The conversation happened after a meeting between Likud and Blue and White teams on Sunday did not go well.
“The Likud is very disappointed that Blue and White was unwilling to compromise,” the party said after Sunday morning’s meeting.
Blue and White blamed the lack of progress on the Likud for not giving up its demand to negotiate as a bloc of 55 MKs on the Right.
“Unfortunately, the Likud is sticking with its ‘Netanyahu comes first’ precondition,” a Blue and White spokeswoman said. “Likud is insisting on sticking with its bloc of 55 MKs and empty slogans that will result in Netanyahu dragging Israel into an unnecessary third election. Israel deserves a broad, liberal unity government under Gantz and we will continue to work for this goal.”
Likud complained that Blue and White did not answer the question of whether Netanyahu could start out as prime minister as part of a compromise initiated by Rivlin. Likud officials said no progress could be made because Gantz was abroad.

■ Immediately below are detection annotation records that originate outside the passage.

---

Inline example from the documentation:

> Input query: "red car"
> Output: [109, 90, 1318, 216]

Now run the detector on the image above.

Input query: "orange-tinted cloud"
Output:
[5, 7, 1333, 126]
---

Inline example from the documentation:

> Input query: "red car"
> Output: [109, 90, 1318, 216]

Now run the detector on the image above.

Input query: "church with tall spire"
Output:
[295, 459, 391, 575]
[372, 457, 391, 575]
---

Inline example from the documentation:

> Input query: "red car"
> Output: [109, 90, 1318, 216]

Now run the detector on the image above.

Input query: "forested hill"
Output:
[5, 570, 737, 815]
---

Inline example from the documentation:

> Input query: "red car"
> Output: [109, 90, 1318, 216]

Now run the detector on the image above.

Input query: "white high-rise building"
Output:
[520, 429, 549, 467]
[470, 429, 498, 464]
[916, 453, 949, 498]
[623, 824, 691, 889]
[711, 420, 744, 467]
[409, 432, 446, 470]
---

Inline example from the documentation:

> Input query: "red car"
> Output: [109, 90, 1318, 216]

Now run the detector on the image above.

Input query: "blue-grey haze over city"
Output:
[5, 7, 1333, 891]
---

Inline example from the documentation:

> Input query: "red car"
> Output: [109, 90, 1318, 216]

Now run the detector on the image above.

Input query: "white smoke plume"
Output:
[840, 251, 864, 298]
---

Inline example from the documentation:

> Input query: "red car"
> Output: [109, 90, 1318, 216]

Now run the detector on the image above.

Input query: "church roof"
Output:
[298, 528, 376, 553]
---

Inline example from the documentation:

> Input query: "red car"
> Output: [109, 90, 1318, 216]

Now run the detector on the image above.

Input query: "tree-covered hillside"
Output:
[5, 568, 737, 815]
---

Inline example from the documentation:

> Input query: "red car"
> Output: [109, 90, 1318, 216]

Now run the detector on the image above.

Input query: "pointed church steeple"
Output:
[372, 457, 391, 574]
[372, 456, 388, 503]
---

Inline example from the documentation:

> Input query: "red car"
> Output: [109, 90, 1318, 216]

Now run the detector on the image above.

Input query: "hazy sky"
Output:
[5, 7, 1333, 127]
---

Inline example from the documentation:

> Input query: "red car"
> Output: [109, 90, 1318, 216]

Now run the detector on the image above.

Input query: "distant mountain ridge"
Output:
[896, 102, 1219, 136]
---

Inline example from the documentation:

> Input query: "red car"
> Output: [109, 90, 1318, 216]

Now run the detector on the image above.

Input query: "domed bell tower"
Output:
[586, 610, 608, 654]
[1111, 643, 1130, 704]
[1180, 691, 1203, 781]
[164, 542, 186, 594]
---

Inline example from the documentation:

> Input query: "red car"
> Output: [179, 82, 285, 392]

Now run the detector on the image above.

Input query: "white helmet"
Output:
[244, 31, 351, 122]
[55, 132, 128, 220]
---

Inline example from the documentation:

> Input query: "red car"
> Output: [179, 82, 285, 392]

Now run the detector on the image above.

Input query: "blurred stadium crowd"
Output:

Rivlin’s compromise is meant to resolve the issue of Blue and White promising not to sit in a Netanyahu-led government as long as he is under a recommended indictment or under indictment. The law currently allows for a minister to take the prime minister’s place if he is incapacitated, for up to 100 days. Rivlin suggested it be amended to create an official position of vice prime minister, add indictment to a possible reason for the vice prime minister to take over, and to extend the replacement period to be indefinite. Netanyahu nodded when Rivlin described this proposal last week.
Rivlin also suggested a “parity government,” meaning that the government portfolios would be split evenly between the right-wing bloc and Blue and White. This way, Blue and White, with 33 seats, would have equal executive power to the 55-seat Right. This is meant to resolve Blue and White’s rejection of the Likud negotiating in the name of the entire Right.